Zwölf Jahre später befasste sich der bayerische Landtag mit der Reform der Kommunalverwaltungen. Die SPD forderte die Auflösung der Regierungsbezirke und Landkreise, an deren Stelle Verwaltungsregionen treten sollten, während die CSU bei der bisherigen Struktur mit Bezirk-Landkreis-Gemeinden bleiben wollte. Sie wollte die Anzahl der Landkreise verringern und gleichzeitig die Einwohnerzahlen in den einzelnen Kreisen erhöhen. In seiner Regierungserklärung am 25. Januar 1967 kündigte Ministerpräsident Alfons Goppel die Gebietsreform an und bezeichnete sie als wichtigste innenpolitische Aufgabe der laufenden Legislaturperiode.
Am 14. Januar 1971 stellte der Staatsinnenminister Bruno Merk seine Studie zur Situation der Verwaltungsstrukturen in Bayern vor. Sie kam zu dem Schluss, dass es notwendig sei, neue und wirtschaftlich stärkere Einheiten zu schaffen, um ein Leistungsgefälle zwischen Stadt und Land zu vermeiden. Zukunftsaufgaben wie Schulen, Krankenhäuser, Altenheime, Einrichtungen für Wasser- und Abwasserversorgung, Müllbeseitigung und Verkehrsstrukturen seien für kleine Kreise oder Gemeinden allein nicht zu schaffen.

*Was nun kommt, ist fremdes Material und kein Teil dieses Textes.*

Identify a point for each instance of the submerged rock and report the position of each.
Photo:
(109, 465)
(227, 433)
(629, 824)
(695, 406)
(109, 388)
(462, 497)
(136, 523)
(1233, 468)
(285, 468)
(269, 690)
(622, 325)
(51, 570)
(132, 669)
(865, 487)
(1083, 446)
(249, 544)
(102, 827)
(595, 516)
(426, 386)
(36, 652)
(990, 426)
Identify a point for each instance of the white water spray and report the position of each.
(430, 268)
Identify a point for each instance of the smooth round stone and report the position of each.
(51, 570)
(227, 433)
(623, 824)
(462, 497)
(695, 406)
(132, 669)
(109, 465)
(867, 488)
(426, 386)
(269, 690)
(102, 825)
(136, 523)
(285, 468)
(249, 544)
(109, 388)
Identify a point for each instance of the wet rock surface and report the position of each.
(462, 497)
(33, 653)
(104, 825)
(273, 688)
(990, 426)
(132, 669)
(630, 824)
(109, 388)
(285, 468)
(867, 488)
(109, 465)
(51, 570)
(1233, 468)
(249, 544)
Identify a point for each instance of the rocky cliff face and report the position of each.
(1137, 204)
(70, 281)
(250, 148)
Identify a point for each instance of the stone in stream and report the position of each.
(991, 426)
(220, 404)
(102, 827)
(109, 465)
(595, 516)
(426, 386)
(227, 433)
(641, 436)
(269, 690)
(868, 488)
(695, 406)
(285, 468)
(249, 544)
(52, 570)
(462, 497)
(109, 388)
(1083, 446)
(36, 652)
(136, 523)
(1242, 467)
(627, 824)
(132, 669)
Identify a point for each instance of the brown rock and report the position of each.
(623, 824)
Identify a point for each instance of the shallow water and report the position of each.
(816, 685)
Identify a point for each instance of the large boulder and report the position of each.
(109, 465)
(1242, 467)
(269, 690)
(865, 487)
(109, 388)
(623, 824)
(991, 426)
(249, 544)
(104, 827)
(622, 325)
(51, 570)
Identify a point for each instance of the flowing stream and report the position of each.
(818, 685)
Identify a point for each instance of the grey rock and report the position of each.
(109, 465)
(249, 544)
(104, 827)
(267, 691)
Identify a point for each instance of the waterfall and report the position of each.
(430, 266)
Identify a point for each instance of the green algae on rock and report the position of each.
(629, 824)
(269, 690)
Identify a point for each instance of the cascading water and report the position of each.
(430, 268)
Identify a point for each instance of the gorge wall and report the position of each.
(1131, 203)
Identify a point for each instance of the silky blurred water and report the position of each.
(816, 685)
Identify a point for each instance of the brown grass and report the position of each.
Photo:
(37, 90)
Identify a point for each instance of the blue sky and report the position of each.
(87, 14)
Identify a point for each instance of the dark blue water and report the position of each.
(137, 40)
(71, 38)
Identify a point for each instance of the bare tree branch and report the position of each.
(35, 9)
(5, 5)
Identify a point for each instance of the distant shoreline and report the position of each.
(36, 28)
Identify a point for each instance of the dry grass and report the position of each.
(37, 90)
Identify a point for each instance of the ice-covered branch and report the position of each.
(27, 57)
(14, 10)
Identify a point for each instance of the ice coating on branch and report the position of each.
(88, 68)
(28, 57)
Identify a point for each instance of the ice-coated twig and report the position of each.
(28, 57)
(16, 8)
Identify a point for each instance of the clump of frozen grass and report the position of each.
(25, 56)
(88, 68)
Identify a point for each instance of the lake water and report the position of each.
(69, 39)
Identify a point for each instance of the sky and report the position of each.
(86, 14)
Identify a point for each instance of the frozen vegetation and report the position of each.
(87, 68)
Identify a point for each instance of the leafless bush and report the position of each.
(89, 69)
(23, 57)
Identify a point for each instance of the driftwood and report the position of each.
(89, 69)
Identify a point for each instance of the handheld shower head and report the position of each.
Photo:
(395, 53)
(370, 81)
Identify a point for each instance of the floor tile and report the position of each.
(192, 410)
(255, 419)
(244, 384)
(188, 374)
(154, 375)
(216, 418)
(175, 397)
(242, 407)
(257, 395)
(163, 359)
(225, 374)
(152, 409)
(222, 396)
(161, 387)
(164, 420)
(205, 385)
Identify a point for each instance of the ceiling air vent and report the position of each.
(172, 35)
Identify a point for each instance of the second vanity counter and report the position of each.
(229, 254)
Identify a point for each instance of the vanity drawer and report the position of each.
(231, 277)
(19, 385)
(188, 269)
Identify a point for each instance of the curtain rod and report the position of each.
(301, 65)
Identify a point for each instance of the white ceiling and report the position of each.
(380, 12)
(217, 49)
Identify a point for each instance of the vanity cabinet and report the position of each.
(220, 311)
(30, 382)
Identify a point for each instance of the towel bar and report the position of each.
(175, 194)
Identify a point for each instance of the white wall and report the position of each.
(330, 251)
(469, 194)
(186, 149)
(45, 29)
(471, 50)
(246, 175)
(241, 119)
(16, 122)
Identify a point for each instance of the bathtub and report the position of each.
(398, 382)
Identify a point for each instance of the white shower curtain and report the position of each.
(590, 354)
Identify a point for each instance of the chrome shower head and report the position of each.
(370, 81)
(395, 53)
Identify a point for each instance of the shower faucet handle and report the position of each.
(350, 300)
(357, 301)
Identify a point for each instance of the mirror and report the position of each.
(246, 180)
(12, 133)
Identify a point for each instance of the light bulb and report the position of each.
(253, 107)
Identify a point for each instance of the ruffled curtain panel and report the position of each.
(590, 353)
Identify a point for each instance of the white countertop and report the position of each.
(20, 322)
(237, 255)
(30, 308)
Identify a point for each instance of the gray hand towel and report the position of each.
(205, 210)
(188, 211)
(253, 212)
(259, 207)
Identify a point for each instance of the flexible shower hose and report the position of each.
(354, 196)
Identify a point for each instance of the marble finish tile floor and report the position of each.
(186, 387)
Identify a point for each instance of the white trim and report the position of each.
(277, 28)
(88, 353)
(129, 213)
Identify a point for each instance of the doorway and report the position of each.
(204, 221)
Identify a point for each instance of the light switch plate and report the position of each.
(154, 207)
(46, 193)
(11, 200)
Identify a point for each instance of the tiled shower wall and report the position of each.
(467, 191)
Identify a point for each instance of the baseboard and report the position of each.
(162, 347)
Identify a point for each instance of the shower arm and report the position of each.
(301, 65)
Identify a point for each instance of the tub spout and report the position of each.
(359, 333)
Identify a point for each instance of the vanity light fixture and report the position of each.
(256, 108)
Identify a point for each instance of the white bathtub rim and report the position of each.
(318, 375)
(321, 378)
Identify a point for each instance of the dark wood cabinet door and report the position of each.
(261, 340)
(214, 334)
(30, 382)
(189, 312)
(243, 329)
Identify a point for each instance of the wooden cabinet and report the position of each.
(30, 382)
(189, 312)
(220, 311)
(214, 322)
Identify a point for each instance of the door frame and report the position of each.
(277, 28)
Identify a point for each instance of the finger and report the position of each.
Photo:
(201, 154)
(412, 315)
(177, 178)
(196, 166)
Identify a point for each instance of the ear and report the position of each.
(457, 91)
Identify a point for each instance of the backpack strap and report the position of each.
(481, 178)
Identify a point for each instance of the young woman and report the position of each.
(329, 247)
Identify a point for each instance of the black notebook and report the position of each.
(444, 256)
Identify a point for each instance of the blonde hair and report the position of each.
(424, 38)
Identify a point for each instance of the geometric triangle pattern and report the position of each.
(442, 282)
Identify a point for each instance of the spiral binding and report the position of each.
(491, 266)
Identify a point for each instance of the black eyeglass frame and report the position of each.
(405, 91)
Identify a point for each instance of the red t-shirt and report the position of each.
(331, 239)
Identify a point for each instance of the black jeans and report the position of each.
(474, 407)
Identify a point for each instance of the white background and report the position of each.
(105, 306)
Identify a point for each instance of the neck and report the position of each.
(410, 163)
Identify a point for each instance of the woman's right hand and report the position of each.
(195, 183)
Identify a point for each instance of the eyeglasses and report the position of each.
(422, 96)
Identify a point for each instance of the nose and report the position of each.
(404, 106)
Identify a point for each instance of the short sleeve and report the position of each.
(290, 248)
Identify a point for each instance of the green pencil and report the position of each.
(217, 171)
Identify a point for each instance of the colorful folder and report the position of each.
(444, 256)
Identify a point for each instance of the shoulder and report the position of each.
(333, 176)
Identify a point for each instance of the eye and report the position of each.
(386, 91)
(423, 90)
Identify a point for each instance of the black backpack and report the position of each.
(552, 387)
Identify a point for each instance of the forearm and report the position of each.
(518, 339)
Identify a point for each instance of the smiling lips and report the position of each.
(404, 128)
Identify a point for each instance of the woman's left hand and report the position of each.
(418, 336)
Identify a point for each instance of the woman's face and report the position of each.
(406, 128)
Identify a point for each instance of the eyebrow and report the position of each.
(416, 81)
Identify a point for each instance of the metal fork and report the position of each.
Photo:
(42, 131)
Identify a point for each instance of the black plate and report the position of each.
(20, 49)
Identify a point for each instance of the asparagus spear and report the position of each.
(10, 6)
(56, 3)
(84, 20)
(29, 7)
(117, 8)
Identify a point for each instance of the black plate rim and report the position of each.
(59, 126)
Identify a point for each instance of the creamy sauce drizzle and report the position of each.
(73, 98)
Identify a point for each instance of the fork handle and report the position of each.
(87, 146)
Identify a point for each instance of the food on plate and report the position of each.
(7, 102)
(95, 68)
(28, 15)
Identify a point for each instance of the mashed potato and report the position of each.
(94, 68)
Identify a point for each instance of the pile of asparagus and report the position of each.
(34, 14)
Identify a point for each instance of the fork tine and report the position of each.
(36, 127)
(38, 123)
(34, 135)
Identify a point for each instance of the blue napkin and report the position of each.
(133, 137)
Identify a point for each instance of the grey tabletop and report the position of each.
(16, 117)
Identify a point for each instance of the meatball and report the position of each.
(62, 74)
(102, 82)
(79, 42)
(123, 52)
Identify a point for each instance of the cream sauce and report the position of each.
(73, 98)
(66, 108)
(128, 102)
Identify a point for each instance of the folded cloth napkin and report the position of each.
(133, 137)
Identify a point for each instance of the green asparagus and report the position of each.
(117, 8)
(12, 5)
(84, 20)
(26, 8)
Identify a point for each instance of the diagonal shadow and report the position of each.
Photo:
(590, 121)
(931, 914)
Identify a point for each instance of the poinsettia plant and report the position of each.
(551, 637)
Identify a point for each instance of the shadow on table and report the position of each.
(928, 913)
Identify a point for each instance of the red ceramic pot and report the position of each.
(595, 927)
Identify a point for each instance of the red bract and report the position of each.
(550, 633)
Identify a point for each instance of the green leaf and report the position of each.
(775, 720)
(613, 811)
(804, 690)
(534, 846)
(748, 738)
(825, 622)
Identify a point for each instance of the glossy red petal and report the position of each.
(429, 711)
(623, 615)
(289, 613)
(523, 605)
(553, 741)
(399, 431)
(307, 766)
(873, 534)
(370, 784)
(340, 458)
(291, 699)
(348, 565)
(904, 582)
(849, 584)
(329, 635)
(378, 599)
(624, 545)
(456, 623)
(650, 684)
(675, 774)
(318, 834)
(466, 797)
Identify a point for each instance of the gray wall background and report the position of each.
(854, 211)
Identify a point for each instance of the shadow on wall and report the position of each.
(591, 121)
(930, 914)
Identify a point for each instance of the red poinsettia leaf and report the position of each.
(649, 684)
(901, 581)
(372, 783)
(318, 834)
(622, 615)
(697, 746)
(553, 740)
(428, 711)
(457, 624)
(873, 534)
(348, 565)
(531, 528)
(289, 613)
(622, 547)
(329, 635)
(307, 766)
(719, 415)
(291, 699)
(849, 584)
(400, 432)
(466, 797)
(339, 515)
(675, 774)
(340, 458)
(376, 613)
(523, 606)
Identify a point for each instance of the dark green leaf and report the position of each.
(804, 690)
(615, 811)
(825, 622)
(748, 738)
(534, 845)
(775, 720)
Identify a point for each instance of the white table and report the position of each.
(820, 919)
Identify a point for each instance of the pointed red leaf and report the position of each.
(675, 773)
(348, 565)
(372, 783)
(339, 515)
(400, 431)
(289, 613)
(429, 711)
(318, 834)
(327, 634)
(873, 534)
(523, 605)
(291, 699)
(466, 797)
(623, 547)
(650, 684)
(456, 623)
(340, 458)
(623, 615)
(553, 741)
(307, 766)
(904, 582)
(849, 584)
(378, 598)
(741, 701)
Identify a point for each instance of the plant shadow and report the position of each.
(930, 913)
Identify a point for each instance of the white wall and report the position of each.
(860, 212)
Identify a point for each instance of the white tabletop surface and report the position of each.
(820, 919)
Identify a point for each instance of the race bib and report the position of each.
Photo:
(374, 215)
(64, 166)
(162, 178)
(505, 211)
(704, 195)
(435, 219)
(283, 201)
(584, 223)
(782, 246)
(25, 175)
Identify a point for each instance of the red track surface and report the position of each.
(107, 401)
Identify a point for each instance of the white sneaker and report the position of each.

Landkreis Karlstadt sollte Nachbarlandkreisen zugeteilt werden
Die neuen Strukturen sahen Kreise mit einer Bevölkerungszahl ab 80.000 Einwohner vor. Der Landkreis Karlstadt hatte zum damaligen Zeitpunkt rund 41.000 Einwohner und musste demnach mit seiner Auflösung rechnen. Als im Februar 1971 bekannt wurde, dass der Landkreis Karlstadt aufgelöst und den Nachbarlandkreisen zugeteilt werden sollte, erklärte der Karlstadter Kreisrat diese Vorstellung der Regierung von Unterfranken für wahnwitzig und bedachte diese Idee mit der Note "Heimatkunde – Schlecht!".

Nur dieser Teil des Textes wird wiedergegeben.